No, because me going out with my camera is just a personal thing. It keeps my mind active and I have full control over it. In filmmaking, I don’t, because I’m not the director. Even the director doesn’t have full control. Going out and taking pictures and having the complete opposite of that is something just to keep me sane and help me figure things out and train my eye. It’s something I can escape to and it's mine.
You mentioned that stuff jumps out at you, how does that manifest?
I have an Olympus Half Frame 10 which is a camera from the 1960s/70s and it gives me 72 pitches on the 36 X version roll of film, so I get double the amount. I'm always scanning and looking for something that interests me. I guess I have an affinity to visualise, and that's what it's all about. For example, looking at something and thinking oh that looks nice or no that doesn’t look nice. I have my camera, I see something ahead of me or behind me and I wait and take the picture or I make the picture and then I’m like that’s the one. I don’t know how or why I take pictures. It's just a feeling that something interesting is happening or going to happen.
I always find myself walking in a circle counterclockwise. What patterns of behaviour do you do around creative thinking?
For me it’s more trial and error. You might be coming up with it from scratch whereas I at least have to have a starting block, and even if it changes I'm not then just trying to pull it straight out of thin air. I have a starting point and I mould that into something. It can start with a rectangle and then develop into an octagon.
On film sets there’s a lot of thinking on your feet. Do you approach it as an art or a science?
This is interesting because I’ve been thinking about this a lot. Filmmaking is an art and it is a science because you have all this alchemy of turning electrons and photons into an image that you can ingest critically right? The way I design a light affects how you receive it as art or as an emotional problem. It’s similar to how if you drop a pebble into a body of water, you get concentric circles that overlap and interfere with each other. It’s the same with filmmaking. You have to understand the science behind it to a certain degree. I started as a fine artist and I love science, but it’s not for me. For me, it’s all about emotion, about being vulnerable when you're telling a story, and you don’t get that from science. Science is cold hard facts and art is asking a question. They both have similarities because science can tell you the answer to the questions that you don't expect and art can do the same thing. They’re the same and they’re different.

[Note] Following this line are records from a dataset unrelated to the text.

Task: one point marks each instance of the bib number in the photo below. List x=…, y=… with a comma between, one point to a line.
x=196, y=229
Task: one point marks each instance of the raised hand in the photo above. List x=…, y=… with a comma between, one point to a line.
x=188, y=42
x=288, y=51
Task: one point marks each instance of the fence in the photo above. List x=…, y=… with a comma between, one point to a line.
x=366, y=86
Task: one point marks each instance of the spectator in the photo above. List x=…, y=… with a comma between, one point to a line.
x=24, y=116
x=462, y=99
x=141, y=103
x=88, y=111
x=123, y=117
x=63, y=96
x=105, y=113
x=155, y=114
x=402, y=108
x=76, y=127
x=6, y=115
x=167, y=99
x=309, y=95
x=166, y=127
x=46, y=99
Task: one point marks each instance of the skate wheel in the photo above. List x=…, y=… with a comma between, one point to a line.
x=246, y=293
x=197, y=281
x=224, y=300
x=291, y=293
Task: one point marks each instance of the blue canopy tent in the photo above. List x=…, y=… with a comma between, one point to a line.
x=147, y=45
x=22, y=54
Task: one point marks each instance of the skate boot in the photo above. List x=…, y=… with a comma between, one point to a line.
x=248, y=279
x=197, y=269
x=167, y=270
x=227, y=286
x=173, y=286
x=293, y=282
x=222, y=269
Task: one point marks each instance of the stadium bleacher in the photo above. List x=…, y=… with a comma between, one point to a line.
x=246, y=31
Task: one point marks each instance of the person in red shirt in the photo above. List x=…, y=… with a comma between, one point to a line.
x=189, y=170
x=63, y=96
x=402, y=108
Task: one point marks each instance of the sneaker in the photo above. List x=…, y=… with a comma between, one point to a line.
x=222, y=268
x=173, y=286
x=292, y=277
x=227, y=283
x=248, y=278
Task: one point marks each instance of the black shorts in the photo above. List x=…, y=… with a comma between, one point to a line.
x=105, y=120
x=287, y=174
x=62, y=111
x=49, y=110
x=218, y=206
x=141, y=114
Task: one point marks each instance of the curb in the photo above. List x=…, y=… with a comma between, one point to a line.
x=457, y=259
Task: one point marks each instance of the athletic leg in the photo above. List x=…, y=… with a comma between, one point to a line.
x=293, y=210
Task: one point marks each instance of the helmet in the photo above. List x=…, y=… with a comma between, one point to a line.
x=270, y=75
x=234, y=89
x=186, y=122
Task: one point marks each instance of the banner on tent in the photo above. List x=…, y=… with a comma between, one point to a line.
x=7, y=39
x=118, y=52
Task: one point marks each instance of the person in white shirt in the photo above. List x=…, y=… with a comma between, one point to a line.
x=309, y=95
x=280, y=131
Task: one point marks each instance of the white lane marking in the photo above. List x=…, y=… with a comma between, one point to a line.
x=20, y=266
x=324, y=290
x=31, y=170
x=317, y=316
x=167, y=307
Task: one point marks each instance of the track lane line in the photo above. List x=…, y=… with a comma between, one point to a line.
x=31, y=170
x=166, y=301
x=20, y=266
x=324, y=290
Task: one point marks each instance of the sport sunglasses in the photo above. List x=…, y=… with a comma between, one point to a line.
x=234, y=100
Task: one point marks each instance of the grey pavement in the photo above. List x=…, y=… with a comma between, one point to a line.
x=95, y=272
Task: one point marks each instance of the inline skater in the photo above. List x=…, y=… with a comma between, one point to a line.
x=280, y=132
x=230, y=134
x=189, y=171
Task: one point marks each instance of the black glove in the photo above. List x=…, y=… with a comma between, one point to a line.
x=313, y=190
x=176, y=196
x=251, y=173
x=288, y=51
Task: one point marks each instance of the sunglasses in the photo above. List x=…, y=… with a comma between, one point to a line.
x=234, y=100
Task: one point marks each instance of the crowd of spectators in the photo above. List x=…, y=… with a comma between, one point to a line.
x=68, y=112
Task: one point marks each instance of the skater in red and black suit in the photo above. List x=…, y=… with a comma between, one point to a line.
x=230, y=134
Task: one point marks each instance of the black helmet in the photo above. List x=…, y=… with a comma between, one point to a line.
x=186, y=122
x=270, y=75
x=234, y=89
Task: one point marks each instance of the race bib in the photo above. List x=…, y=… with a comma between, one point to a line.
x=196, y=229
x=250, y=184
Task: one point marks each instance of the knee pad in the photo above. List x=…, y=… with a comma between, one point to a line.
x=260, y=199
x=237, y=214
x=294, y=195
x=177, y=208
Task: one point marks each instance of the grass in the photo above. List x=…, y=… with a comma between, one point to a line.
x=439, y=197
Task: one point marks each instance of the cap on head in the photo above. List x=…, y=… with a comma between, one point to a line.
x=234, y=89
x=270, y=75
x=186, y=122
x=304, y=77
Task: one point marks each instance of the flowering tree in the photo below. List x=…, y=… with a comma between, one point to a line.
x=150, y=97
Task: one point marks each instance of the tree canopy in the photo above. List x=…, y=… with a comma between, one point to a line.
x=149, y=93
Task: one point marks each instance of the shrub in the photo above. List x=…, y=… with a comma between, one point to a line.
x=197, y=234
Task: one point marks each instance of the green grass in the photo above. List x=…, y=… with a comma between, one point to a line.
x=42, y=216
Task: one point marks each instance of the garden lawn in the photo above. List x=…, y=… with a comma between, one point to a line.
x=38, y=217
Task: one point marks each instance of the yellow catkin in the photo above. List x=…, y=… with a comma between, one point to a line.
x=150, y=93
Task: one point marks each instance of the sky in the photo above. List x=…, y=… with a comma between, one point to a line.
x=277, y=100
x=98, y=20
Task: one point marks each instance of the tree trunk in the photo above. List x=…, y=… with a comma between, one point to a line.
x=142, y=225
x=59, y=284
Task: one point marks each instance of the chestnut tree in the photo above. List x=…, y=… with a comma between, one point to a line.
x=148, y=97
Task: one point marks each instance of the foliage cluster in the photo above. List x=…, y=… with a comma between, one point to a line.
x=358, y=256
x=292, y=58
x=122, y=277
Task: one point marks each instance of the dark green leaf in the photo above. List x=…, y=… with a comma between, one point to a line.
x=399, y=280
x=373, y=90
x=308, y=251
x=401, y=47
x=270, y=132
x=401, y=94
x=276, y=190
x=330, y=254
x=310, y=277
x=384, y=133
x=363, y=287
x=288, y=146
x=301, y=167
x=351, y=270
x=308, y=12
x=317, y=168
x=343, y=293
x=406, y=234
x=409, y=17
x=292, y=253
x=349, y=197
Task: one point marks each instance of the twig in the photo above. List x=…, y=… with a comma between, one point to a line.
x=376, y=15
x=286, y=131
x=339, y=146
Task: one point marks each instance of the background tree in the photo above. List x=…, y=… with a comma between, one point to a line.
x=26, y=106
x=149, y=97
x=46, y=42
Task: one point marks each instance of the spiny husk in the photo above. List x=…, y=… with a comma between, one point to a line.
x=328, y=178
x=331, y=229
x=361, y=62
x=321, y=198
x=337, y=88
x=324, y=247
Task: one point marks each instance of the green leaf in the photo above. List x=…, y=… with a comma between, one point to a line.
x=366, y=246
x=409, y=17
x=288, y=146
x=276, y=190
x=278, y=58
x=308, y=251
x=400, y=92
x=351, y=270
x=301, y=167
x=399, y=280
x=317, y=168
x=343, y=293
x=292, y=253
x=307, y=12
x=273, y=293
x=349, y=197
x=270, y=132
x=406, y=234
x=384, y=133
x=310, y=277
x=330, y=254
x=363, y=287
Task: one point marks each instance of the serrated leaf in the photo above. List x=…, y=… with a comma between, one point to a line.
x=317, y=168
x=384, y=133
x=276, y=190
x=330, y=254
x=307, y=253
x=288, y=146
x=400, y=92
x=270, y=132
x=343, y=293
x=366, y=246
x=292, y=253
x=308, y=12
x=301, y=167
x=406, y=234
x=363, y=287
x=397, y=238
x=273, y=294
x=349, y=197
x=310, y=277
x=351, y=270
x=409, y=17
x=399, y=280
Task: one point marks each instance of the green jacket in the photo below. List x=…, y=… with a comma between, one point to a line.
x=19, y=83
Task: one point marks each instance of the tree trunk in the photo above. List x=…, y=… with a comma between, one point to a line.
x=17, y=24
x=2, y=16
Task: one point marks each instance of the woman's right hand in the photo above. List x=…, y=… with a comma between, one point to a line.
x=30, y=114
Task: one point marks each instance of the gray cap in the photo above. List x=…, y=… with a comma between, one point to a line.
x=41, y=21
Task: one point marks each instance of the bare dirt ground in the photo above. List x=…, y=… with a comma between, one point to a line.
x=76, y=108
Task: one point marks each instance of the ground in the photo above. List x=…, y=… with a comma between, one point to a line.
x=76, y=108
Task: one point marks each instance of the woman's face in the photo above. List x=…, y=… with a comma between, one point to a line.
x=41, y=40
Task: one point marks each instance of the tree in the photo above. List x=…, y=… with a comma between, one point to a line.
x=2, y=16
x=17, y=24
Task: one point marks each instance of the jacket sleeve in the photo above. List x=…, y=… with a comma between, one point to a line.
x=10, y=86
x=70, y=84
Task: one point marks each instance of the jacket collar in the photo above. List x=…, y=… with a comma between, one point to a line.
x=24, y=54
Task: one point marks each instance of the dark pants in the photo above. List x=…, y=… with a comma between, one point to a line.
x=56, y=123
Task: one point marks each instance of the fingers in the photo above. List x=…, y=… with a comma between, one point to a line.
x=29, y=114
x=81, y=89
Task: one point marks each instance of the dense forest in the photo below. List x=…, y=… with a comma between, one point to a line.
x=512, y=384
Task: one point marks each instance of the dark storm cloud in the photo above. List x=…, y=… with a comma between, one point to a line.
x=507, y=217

With the six hats generation technique, you have your science hat and then you put your artist hat on and you start looking at the emotions and the mood and tone. Do you notice that kind of demarcation happening?
No, I’m one person, and in my perspective I can’t separate my consciousness as what I do is focus on one problem at a time. I figure out one problem and then see what that affects, so if I tilt a light down or left or right or bring it up or down in elevation and it shows something I’m not happy with, I’ll go back to that start point and maybe change the blocking. If that doesn’t work I’ll discuss it with the director and suggest trying different angles, but you have to have figured that out before you go to the director.
For me, I’ll try to fix one problem to the best of my ability and then there'll be another thing I can try to fix within the allocated time that I have. I might see something and then the third day, I would have changed and then that would have brought up something else that I don’t like or didn’t realise. We do the same thing, but from my perspective it’s the way that we go about it that’s more definitive.